EvoPrinter analysis of bee and ant genes that are orthologs of the Drosophila neural development genes goosecoid (gsc) and castor (cas) revealed conserved non-coding DNA that is unique to either bees or ants or conserved in both (Fig. 5). The Drosophila Gsc homeodomain transcription factor is required for proper axon wiring during embryonic CNS development and has recently been linked to social immunity behavior in honeybees [38,39]. The Drosophila Cas Zn-finger transcription factor has been shown to be essential for neuroblast temporal identity decisions during neural lineage development (40, 41]. EvoPrints of the Hymenoptera orthologs identify non-coding conserved sequence clusters that contained core uCSBs shared by both ant and bee superfamilies, and these uCSBs are frequently flanked by family-specific conserved clusters (Figs. 4, 5, 6 and data not shown). For example, analysis of the non-coding sequence upstream of the Wasmannia auropunctata (ant) cas first exon identifies both a conserved sequence cluster that contains ant and bee uCSBs and an ant specific conserved cluster that has no counterpart found in bees (Fig. 5b and data not shown). It is likely that the ant specific cluster was deleted in bees, since BLASTn searches of Wasmannia against the European paper wasp Polistes dominula reveals conservation of a core sequence corresponding to this cluster (data not shown).
The combined evolutionary divergence in the gsc and cas EvoPrints, accomplished by the using multiple test species, reveals that many of the amino acid codon specificity positions are conserved while wobble positions in their ORFs are not. The lack of wobble conservation indicates that the combined divergence of the test species used to generate the prints afford near base pair resolution of essential DNA.

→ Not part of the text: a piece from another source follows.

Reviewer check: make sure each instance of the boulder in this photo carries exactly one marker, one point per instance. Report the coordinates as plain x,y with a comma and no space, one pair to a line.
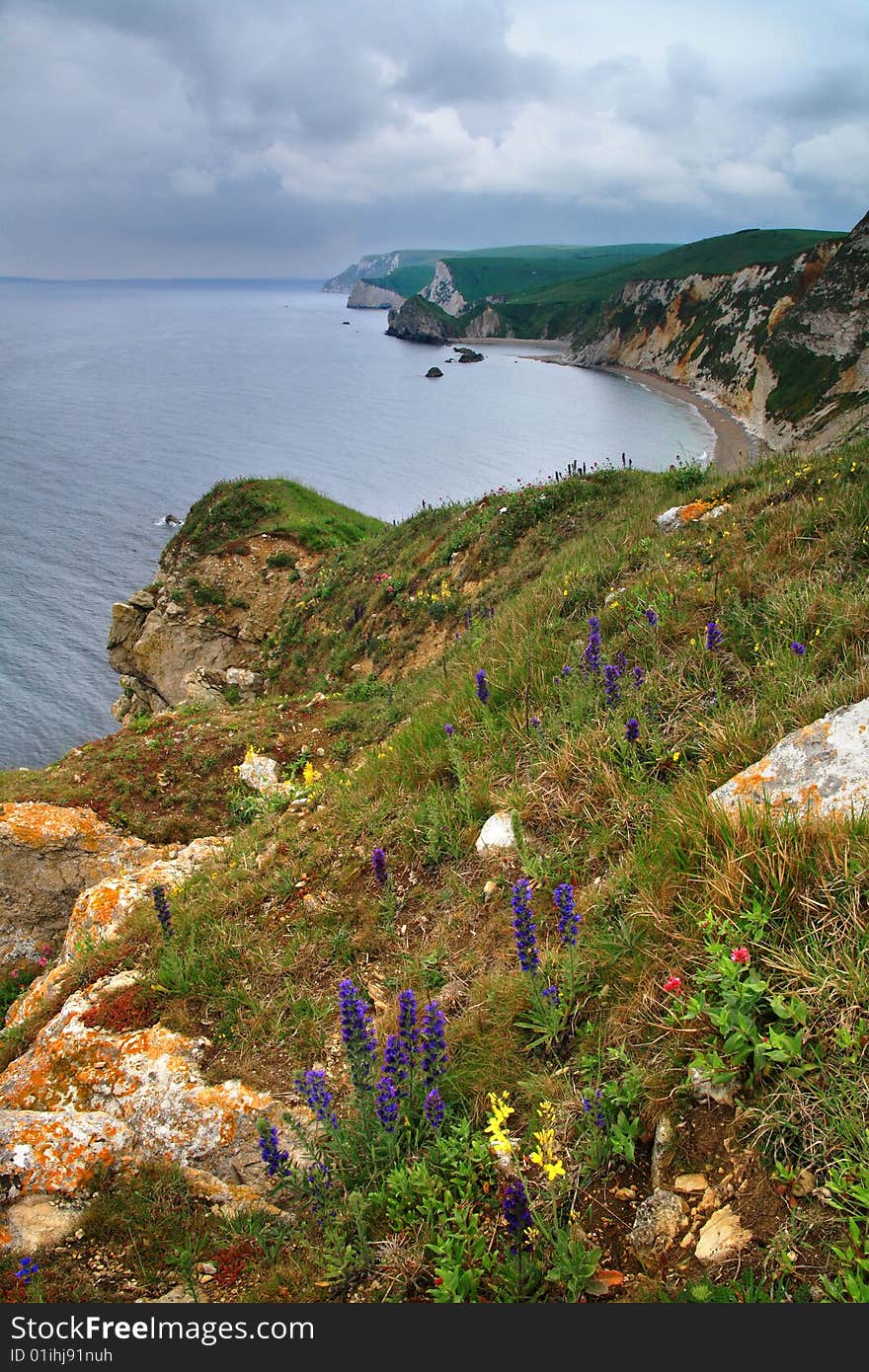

Cross-group/side-by-side bee and ant comparison of their conserved DNA was performed using bee specific and ant specific EvoPrints and by BLASTn alignments (Figs. 6 and Additional file 1, Fig. S2 and data not shown). Fig. 6 highlights the conservation observed among bee and ant exons and flanking sequence of the glass bottom boat (gbb, 60A) locus of Apis melliflera EvoPrinted with four bee test species (panel A) and the Wasmannia auropunctata gbb locus EvoPrinted with three ant species (panel B). Coding sequences are underlined red, non-coding homologous regions are underlined blue, and novel CSBs present in either ants or bees but not both are indicated by the vertical lines to the side of each EvoPrint. Similarly, EvoPrinting a single exon and flanking regions of the Apis mellifera homothorax locus with four bee species and generating an ant specific EvoPrint of the orthologous ant sequence of the Ooceraea biroi homothorax locus with ten other ant species, reveals CSBs that are conserved in both Apis and Ooceraea, as well as sequences that are restricted to one of the two Hymenopteran families (Additional file 1; supplemental Fig. S2).